La historia y cultura de Turkmenistán son ricas y multifacéticas, lo que demuestra que este país ha ocupado un lugar importante en el mapa cultural de Asia Central desde tiempos antiguos. Históricamente, el territorio de Turkmenistán fue un punto de encuentro de diversas culturas e imperios. Se han descubierto hallazgos arqueológicos de civilizaciones antiguas. Especialmente, miles de años antes de nuestra era, en estas tierras existían las primeras comunidades humanas y rutas comerciales. Turkmenistán estuvo bajo la influencia de grandes imperios como Irán, Macedonia, los selyúcidas, los mongoles, entre otros. La histórica Ruta de la Seda atravesaba esta región, convirtiéndola en un centro de relaciones económicas y culturales desde tiempos antiguos.
El pueblo turcomano es de origen túrquico y su formación se extiende a lo largo de milenios. En la Edad Media, comenzaron a establecer sus propios estados soberanos en las regiones que habitaban y desarrollaron su identidad y cultura nacional. En particular, durante los siglos XII al XIV, bajo los selyúcidas y luego el Imperio Mongol, la vida política y cultural de las tribus turcomanas se activó notablemente.
En términos culturales, Turkmenistán destaca por su rico folclore, artesanía popular y música tradicional. Las alfombras turcomanas son mundialmente reconocidas por su alta calidad artística y motivos simbólicos. También están muy desarrolladas las tradiciones de orfebrería, platería y tejido.
La música y las danzas turcomanas reflejan el mundo espiritual, la historia y la vida cotidiana del pueblo. El arte de los bardos y las danzas nacionales tienen un significado especial. Las creencias religiosas están principalmente basadas en el sunnismo islámico, aunque algunas antiguas creencias animistas y relacionadas con la naturaleza aún se conservan.
En la literatura, la poesía popular oral y los cuentos épicos juegan un papel importante.
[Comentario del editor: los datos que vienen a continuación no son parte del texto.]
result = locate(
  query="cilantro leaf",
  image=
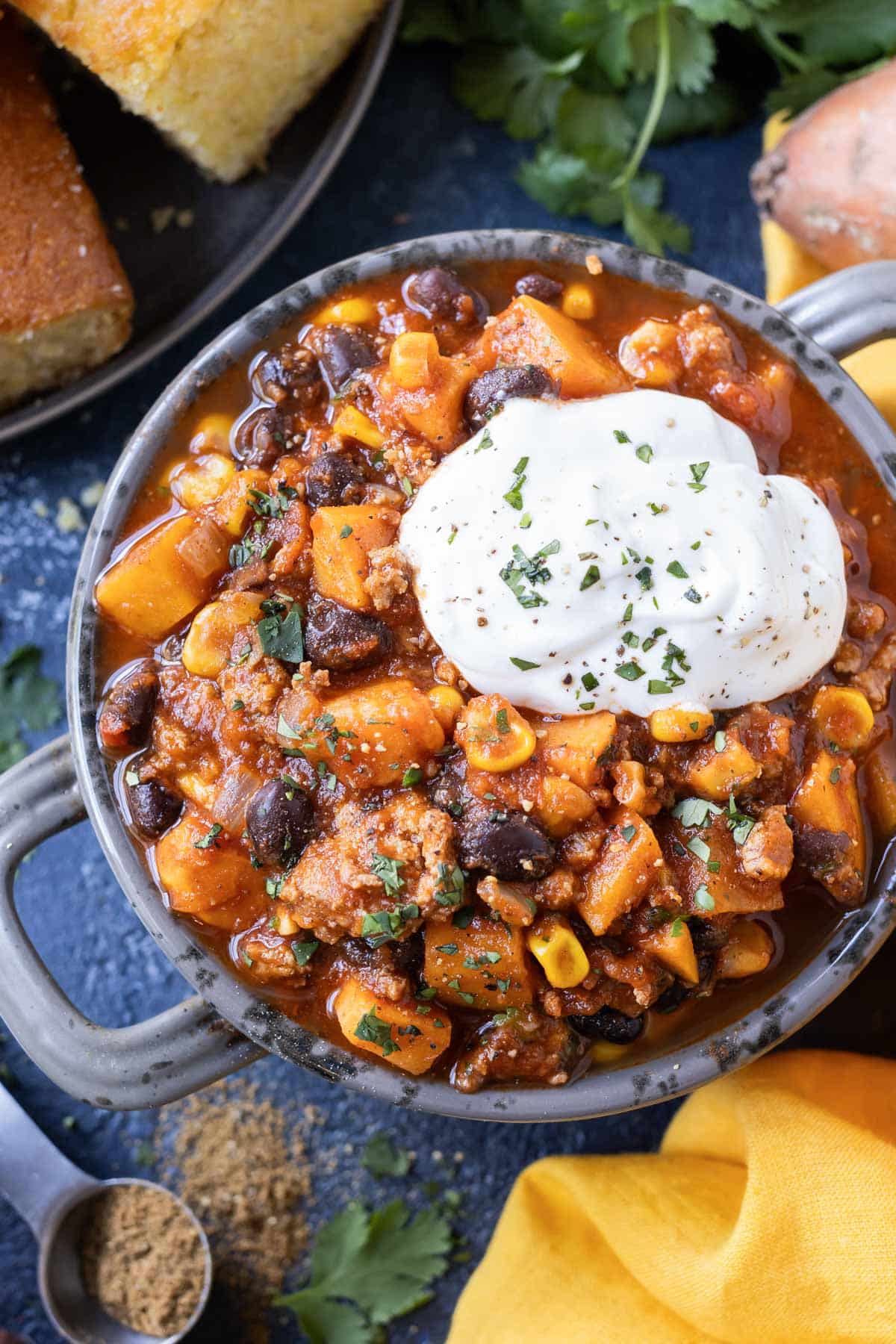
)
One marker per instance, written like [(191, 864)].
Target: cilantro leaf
[(281, 636), (598, 82), (382, 1157), (514, 85), (381, 1263)]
Los relatos heroicos y leyendas turcomanas se transmiten de generación en generación, contribuyendo a la formación de la conciencia nacional.
En arquitectura, sitios como Turjankala, Nisa y otras antiguas ciudades y fortalezas son monumentos importantes que mantienen viva la historia de Turkmenistán, aumentando su valor simbólico e histórico.
En la actualidad, Turkmenistán, además de preservar sus tradiciones nacionales, está abierto al mundo y participa activamente en diversas relaciones culturales internacionales. La historia y cultura de Turkmenistán se promueven y desarrollan cada vez más tras la independencia del país.
Así, la historia y cultura de Turkmenistán reflejan su rico y colorido patrimonio, la identidad cultural antigua de su pueblo y constituyen una parte importante del patrimonio espiritual y cultural de la región.